Continua o tsunami das revoluções nos países árabes. Hoje foi Omã a juntar-se à turbulência, enquanto milhares de egípcios que não foram resgatados da Líbia se amontoam na fronteira com a Tunísia. No Líbano manifestantes clamam contra o confessionalismo e a partilha de poder entre cristãos e muçulmanos, cruzam-se as notícias sobre o Irão, o Iémen, o Conselho de Segurança da ONU condenou por unanimidade o ex-regenerado Kadafi, por todo o lado chovem opiniões, leituras e previsões, enquanto os países ocidentais procuram reajustar as suas políticas à defesa dos seus interesses futuros em zonas de tão súbita fragilidade política. A dura realidade do pragmatismo político levou já à demissão da Ministra dos Negócios Estrangeiros francesa, Michèle Alliot-Marie, no cargo há poucos meses, mas na vida política há quase dez anos, que foi forçada a demitir-se perante o coro de críticas à sua actuação quando, numa precoce avaliação da situação, propôs a ajuda francesa para a manutenção da ordem na Tunísia, depois de regressar de férias naquele País na altuira em que" começou a revolta. Acusada de ter viajado no avião de um grande empresário tunisino amigo do presidente deposto, resistiu até que a pressão passou a envolver a sua família e os negócios que tinham com a Tunísia, numa “devassa da sua vida pessoal com o objectivo de me fragilizarem”, escreveu na sua carta de demissão, publicada na íntegra no "Le Monde". Explica ainda que “apesar do sentimento de não ter cometido qualquer falha” e de sempre ter agido de acordo não só “com a legalidade mas também com as exigências da moral, da dignidade e da lealdade”, tem em demasiada conta a política ao serviço de França para "aceitar ser utilizada como um pretexto para fazer crer que há um enfraquecimento da política externa francesa". A demissão foi aceite, os estilhaços da situação no mundo árabe começam a fazer rolar as cabeças, na urgência de se tecerem agora novas teias que sustentem a frágil comunicação com um novo mundo que emerge e que não se sabe o que será.
4 comentários:
É nestas alturas, quando os interesses de ontem já não contam, que se vê o quanto a política também se faz com hipocrisia… Mas é assim, o mundo está em mudança e não sabemos para onde…

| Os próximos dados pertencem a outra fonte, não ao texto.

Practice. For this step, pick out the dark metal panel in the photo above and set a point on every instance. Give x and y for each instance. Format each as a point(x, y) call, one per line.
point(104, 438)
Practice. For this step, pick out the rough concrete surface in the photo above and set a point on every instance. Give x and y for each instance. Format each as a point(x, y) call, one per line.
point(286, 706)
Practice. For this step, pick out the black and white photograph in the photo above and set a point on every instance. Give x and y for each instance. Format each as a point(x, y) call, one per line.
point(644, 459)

Claro que há hipocrisia, caro jotac, e se for isso já é uma sorte porque a alternativa é pensarmos que não há valores nenhuns e que se aceita o bom e o mau com toda a indiferença.
Suzana
A hipocrisia ou cedência, como lhe queiramos chamar, sempre foi utilizada na política externa, a cobro de uma cartilha de interesses, em que os resultados são aparentemente vantajosos para ambas as partes. O mundo ocidental necessita dos recursos naturais das ditaduras e como tal não pode deixar, com a referida hipocrisia, de aceitar práticas, designadamente em matéria de atropelos aos direitos humanos, com as quais não se identifica.

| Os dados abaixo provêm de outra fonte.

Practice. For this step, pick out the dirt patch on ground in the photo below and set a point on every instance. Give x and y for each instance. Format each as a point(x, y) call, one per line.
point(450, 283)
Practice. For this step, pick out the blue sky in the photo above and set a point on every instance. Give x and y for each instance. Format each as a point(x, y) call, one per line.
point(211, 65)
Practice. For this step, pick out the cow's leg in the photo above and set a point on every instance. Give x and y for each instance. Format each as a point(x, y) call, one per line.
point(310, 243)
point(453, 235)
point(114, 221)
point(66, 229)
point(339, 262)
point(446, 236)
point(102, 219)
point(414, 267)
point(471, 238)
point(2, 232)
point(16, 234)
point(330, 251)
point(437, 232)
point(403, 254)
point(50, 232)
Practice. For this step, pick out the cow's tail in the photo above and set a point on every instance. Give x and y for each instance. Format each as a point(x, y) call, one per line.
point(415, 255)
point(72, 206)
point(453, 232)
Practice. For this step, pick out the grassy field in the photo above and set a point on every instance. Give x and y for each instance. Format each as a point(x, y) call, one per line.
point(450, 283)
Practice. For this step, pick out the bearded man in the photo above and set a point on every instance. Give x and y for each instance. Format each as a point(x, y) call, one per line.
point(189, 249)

Parece ser ténue, em momentos de paz, a fronteira entre a hipocrisia política e os negócios e amizades que a mesma permite. A ética e a promiscuidade não levantam dúvidas. Mas tudo parece mudar, quando a paz dá lugar à guerra e de repente o que se considerava ser um comportamento normal passa ser intolerável.
A hipocrisia também tem uma forma e um tempo. Sendo aceite como princípio político, não deixa de, volta e meia, trazer à superfície os custos do jogo de interesses e cedências da diplomacia internacional.